Some people shy away from wearing their hearing aids at social gatherings. Often this is done out of a sense that hearing aids are somehow embarrassing. Or that wearing them is a sign of weakness. In fact, hearing aids are a tool to achieve something good, just like glasses.Decades ago, when wearing glasses was a less common occurrence, kids would be bullied in school for wearing them. Not anymore. Today glasses are associated with intelligence. Even people with perfect vision wear glasses as a fashion statement. Soon the same may become true for hearing aids. So, don’t miss out on what’s going on out of shame. Don’t be that guy (or girl). Wear your hearing aids with pride.

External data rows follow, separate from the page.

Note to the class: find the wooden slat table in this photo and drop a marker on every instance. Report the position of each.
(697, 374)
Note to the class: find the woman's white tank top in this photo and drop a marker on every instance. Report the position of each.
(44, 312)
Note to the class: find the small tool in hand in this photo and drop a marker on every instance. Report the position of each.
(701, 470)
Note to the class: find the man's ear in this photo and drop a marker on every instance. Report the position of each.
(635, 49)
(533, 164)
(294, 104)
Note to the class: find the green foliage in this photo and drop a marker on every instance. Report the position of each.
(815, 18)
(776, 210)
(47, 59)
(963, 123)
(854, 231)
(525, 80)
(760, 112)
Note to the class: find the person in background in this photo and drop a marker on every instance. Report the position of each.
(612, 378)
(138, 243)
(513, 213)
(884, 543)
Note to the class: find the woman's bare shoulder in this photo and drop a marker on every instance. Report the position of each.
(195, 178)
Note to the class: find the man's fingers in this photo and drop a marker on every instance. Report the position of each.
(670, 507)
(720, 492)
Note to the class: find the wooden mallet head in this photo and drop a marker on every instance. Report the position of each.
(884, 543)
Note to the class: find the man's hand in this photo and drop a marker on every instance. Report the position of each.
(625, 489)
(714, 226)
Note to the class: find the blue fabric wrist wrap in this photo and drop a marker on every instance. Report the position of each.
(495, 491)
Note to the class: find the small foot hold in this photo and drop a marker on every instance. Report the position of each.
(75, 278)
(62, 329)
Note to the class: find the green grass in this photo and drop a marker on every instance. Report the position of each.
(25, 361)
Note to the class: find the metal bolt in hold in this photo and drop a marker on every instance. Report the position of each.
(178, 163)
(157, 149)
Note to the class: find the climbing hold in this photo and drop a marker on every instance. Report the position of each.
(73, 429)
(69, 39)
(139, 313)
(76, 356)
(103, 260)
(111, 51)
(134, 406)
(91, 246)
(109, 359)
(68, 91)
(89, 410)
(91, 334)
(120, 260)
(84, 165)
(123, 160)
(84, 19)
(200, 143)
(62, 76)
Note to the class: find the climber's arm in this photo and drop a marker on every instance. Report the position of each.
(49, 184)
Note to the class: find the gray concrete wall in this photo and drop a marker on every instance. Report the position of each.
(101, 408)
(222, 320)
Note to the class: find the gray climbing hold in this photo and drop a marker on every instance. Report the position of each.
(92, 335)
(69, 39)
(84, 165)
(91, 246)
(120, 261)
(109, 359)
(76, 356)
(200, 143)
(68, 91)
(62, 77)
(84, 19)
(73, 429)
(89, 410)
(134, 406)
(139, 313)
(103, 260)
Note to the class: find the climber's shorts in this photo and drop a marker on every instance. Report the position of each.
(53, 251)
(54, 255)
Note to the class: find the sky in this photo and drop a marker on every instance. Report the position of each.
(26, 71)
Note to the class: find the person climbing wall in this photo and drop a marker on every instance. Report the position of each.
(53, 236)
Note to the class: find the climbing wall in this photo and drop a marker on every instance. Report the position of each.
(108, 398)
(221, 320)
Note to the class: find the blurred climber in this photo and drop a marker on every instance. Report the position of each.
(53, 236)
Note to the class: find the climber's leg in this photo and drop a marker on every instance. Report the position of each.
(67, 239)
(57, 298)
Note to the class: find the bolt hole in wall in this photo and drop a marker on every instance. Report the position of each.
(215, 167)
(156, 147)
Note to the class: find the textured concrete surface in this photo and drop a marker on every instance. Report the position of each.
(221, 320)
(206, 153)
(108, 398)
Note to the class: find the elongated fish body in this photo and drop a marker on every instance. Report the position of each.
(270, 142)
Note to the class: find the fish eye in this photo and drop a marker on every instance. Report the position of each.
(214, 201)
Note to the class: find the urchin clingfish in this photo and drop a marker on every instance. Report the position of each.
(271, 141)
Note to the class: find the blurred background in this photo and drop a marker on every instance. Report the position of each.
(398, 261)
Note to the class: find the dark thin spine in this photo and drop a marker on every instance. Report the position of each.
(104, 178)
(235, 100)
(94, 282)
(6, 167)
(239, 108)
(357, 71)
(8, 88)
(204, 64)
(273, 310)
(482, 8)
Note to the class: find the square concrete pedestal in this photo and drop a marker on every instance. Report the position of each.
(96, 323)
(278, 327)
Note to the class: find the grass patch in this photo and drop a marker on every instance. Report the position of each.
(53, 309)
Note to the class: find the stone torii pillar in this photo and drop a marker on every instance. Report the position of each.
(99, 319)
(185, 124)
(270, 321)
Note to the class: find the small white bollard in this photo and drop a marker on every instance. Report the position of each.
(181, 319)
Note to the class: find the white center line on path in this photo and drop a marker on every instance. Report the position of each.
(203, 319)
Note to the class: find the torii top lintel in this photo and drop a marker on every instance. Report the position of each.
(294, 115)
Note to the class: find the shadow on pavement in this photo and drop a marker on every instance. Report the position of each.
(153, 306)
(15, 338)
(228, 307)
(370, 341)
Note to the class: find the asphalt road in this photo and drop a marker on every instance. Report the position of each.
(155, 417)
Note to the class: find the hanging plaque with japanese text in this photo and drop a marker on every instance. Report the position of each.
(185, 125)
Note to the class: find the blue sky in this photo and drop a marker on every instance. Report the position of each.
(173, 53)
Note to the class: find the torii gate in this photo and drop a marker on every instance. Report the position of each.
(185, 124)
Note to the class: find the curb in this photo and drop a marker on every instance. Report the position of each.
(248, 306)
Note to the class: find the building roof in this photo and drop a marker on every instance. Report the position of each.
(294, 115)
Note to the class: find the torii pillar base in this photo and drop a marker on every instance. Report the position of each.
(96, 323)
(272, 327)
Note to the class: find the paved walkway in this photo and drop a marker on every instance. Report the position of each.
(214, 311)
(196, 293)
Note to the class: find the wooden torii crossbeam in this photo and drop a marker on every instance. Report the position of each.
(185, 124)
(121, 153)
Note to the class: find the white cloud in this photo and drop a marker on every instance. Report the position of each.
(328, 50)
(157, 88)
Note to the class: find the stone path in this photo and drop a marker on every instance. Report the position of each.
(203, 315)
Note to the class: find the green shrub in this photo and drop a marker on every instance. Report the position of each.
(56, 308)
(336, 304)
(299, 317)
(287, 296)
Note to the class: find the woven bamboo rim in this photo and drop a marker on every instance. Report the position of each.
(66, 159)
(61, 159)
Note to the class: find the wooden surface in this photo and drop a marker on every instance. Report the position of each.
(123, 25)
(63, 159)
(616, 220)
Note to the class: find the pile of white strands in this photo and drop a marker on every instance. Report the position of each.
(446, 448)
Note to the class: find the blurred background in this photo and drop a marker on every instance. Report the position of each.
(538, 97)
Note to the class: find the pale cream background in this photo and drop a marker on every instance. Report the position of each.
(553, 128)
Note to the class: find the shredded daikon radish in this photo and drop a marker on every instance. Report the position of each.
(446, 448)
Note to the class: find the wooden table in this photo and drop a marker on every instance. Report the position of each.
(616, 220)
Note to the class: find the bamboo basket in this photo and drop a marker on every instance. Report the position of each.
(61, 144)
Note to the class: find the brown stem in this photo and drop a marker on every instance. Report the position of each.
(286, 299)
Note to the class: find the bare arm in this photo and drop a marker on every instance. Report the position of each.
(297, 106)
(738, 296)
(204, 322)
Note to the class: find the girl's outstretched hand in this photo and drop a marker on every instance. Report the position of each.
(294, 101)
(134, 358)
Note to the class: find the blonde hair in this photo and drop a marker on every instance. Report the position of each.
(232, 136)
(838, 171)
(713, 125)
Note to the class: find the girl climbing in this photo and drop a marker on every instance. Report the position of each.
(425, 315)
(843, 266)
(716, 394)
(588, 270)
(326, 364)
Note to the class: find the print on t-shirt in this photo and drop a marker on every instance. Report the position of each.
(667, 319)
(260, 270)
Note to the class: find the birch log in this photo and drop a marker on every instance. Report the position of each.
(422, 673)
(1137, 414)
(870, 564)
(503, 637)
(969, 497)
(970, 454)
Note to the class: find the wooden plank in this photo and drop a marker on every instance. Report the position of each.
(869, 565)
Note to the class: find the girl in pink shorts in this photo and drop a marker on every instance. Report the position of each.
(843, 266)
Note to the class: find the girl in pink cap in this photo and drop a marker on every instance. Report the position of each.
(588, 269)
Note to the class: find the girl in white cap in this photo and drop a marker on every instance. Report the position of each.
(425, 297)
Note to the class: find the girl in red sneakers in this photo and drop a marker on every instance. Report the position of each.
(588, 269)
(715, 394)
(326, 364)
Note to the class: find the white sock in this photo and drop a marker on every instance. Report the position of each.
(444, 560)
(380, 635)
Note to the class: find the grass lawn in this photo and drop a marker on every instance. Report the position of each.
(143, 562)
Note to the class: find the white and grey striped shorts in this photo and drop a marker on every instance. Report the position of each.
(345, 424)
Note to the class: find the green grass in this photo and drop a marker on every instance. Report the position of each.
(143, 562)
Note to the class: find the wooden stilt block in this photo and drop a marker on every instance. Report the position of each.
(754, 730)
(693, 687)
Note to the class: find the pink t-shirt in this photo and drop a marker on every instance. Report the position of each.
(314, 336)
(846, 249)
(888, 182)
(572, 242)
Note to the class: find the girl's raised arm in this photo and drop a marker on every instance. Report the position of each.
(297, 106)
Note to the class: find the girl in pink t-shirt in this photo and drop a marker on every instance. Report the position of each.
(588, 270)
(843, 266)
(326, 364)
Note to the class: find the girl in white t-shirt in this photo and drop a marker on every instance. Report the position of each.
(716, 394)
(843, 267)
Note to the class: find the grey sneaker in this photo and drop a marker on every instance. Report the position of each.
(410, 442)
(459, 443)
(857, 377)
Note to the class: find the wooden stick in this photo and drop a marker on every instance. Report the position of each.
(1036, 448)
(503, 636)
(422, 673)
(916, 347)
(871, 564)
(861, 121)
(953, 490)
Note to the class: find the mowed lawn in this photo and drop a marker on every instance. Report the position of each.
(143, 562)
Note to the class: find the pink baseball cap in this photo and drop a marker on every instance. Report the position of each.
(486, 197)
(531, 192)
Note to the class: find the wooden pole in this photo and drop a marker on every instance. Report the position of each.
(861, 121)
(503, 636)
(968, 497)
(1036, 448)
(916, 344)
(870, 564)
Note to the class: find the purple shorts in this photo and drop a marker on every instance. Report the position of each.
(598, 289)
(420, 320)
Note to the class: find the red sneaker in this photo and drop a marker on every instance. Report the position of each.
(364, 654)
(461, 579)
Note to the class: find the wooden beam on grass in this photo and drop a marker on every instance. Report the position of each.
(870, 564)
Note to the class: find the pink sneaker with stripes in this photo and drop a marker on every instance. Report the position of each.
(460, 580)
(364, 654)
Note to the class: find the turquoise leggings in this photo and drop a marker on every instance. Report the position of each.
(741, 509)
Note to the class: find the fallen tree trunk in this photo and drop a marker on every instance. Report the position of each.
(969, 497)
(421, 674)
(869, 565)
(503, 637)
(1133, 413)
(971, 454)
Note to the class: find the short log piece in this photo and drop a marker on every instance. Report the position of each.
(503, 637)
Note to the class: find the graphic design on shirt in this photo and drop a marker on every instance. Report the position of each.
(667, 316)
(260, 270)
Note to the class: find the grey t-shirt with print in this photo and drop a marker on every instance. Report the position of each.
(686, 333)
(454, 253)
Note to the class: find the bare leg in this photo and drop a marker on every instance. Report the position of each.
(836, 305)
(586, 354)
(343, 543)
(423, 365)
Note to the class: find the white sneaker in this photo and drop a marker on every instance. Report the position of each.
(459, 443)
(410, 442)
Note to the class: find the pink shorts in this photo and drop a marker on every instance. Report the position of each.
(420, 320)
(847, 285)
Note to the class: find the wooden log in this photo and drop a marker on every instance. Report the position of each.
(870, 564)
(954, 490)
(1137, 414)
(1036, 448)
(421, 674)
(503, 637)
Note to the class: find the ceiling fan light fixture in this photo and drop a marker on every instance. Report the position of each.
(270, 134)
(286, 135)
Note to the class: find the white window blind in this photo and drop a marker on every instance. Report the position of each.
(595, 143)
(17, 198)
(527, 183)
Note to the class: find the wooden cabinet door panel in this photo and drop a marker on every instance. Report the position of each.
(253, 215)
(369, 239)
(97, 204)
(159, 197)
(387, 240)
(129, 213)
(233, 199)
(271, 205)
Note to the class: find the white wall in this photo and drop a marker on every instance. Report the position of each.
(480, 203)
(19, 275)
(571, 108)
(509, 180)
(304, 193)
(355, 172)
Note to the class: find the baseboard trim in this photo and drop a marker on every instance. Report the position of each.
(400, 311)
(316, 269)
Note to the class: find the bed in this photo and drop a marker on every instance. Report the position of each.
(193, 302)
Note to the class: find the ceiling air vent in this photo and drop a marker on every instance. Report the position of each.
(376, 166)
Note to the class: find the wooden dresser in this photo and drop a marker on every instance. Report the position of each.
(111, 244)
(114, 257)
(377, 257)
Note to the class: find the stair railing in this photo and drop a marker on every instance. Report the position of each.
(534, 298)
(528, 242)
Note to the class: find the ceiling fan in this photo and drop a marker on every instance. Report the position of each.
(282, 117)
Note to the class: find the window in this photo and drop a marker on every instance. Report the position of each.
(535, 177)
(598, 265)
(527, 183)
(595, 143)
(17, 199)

Location is everything: find a good spot
At any social event where several people are talking at the same time, following the conversation can be challenging. Especially for new hearing aid users. Try positioning yourself in a spot that lets you see the person or people you are in conversation with. This will help you follow what is being said.
Miss something? Say something
It can often feel slightly embarrassing to ask someone to repeat what they just said or to speak a little louder. But don’t pretend to understand something you didn’t catch. Find the courage to say something if you can’t follow the conversation. You can also give visual cues to let people know if you are having trouble following the conversation. One way to do this is to cup your hand around your ear. This indicates to the speaker that you are having trouble hearing them. Often this will encourage the speaker to speak at a higher volume.
Try new technologies
Many modern hearing aids work with a variety of accessories that can help you hear better in challenging listening situations. Like hearing aids, these accessories cover a wide range of capabilities and technological sophistication. If you sometimes experience hearing difficulties in crowded social settings, consider talking to your hearing healthcare professional about trying a range of accessories for your hearing aids.